= Transcriptional addiction in cancer =

Transcriptional addiction, also called transcriptional dependency or transcription factor dependency, is a process in cancer biology in which cancer cells become dependent on abnormal transcription factors to sustain their survival, growth, and proliferation. This 'addiction' or dependency occurs because cancer cells often have dysregulated gene expression pathways, allowing them to evade normal cellular processes such as apoptosis. Transcriptional addiction presents an opportunity for targeted cancer therapies by inhibiting the transcriptional machinery essential for tumor cell survival.

== Mechanism ==

Transcriptional addiction in cancer is typically associated with oncogenes and transcription factors that are overexpressed or aberrantly activated. These factors drive the constant transcription of genes necessary for tumor maintenance, often in pathways that regulate cell growth, proliferation, and metabolism.

- Oncogene-driven transcription
  Many cancers rely on oncogenes such as Myc, which promotes the transcription of a wide array of genes that support uncontrolled cell growth and proliferation.
- Super-enhancers
  Cancer cells often exhibit abnormally large clusters of DNA enhancers, called super-enhancers, that drive the expression of oncogenes and other critical transcriptional programs.

== Role of transcription factors ==

Several transcription factors are implicated in the process of transcriptional addiction in cancer. These factors bind to promoter regions of DNA and regulate the transcription of oncogenic genes:

- MYC
  The MYC family of transcription factors is one of the most well-known drivers of transcriptional addiction. In cancers, the MYC protein regulates genes involved in cell cycle progression, metabolism, and survival, making it a prime target for cancer therapies.
- BRD4
  BRD4, a member of the BET (Bromodomain and Extra-Terminal) family of proteins, plays a crucial role in transcriptional regulation in cancer. BRD4 is involved in recognizing acetylated histones and promoting the transcription of oncogenic genes.

== Therapeutic targeting ==

The concept of transcriptional addiction has opened avenues for targeted cancer therapies that aim to inhibit transcriptional regulators. Inhibitors targeting transcription factors, enhancers, and the transcriptional machinery are being explored in preclinical and clinical settings:

- BET Inhibitors
  BET bromodomain inhibitors, such as JQ1, block the function of BRD4, reducing the transcription of oncogenes like Myc. These inhibitors are being tested in clinical trials for various cancers.
- CDK9 Inhibitors
  Cyclin-dependent kinase 9 (CDK9) is involved in the regulation of transcription elongation, and inhibitors targeting CDK9 are being explored as a means to disrupt transcriptional programs in cancers reliant on transcriptional addiction.

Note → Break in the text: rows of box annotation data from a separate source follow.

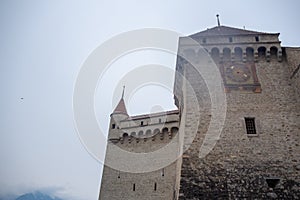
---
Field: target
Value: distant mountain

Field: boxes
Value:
[16,192,63,200]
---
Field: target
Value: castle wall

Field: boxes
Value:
[99,111,180,200]
[174,40,300,199]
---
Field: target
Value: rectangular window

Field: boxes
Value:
[245,117,256,135]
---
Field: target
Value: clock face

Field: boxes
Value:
[225,63,251,83]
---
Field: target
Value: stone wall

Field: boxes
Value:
[175,44,300,200]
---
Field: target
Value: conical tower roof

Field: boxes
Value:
[113,97,128,115]
[112,86,128,116]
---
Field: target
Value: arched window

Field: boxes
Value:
[257,47,266,58]
[246,47,254,61]
[171,127,178,134]
[270,47,278,58]
[223,48,231,61]
[234,47,243,61]
[153,128,160,135]
[162,127,169,133]
[211,47,220,61]
[130,132,136,137]
[138,131,144,138]
[146,129,151,137]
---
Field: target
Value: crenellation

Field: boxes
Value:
[99,26,300,200]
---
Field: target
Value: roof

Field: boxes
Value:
[122,110,179,120]
[190,26,278,37]
[113,98,128,115]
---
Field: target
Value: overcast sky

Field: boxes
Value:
[0,0,300,200]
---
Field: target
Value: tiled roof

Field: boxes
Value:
[190,26,277,37]
[113,98,128,115]
[126,110,179,120]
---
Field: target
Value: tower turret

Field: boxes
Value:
[108,87,129,141]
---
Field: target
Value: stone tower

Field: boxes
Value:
[174,26,300,199]
[99,24,300,200]
[99,92,180,200]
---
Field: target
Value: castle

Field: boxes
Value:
[99,24,300,200]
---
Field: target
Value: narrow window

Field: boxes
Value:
[266,178,280,188]
[245,117,256,135]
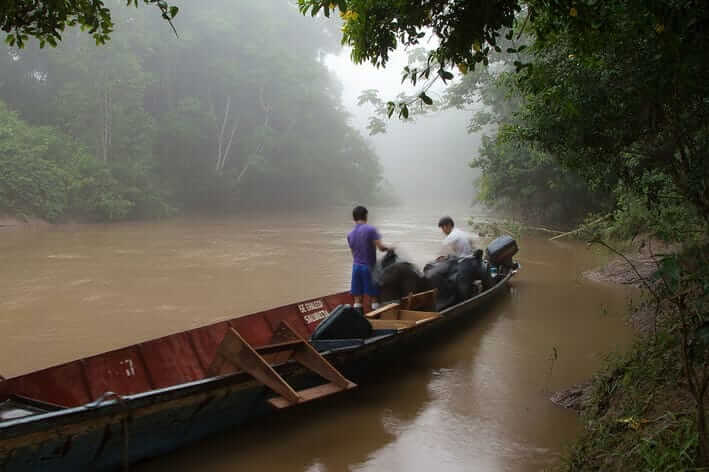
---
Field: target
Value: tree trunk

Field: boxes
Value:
[697,401,709,469]
[101,85,113,162]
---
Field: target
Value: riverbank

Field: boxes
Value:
[0,214,50,230]
[551,242,699,471]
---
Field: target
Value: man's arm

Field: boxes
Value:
[374,239,391,252]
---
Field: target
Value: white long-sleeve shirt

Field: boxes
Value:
[441,228,473,257]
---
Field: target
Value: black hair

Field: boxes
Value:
[438,216,455,228]
[352,205,369,221]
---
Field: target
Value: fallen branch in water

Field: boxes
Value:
[549,213,611,241]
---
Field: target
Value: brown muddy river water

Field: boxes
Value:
[0,208,632,472]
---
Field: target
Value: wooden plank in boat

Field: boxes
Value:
[268,382,355,409]
[364,303,399,319]
[369,320,416,329]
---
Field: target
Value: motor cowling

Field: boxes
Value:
[487,235,519,268]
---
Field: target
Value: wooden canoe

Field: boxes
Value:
[0,271,515,472]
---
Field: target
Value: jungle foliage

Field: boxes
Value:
[0,0,381,220]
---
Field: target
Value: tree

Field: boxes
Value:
[0,0,178,47]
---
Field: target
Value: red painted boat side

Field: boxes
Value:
[0,292,352,407]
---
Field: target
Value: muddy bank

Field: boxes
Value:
[0,214,51,230]
[550,241,676,412]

== Clinical implications ==

Targeting transcriptional addiction holds promise for treating cancers that are resistant to conventional therapies. Ongoing research focuses on identifying cancers that are particularly dependent on transcriptional programs and developing drugs that can selectively inhibit these processes. Early-phase clinical trials are exploring the efficacy of BET and CDK inhibitors, with promising results in some cancers such as hematological malignancies and solid tumors.

== Challenges and future directions ==

One of the key obstacles is the development of resistance to transcriptional inhibitors. Cancer cells may adapt by upregulating compensatory pathways, reducing the effectiveness of these therapies. Additionally, transcriptional inhibitors may have adverse side effects, leading to toxicity in normal cells.

Ongoing research aims to improve the specificity of transcriptional inhibitors and combine them with other therapies, such as immunotherapies, to overcome resistance and enhance anti-cancer efficacy.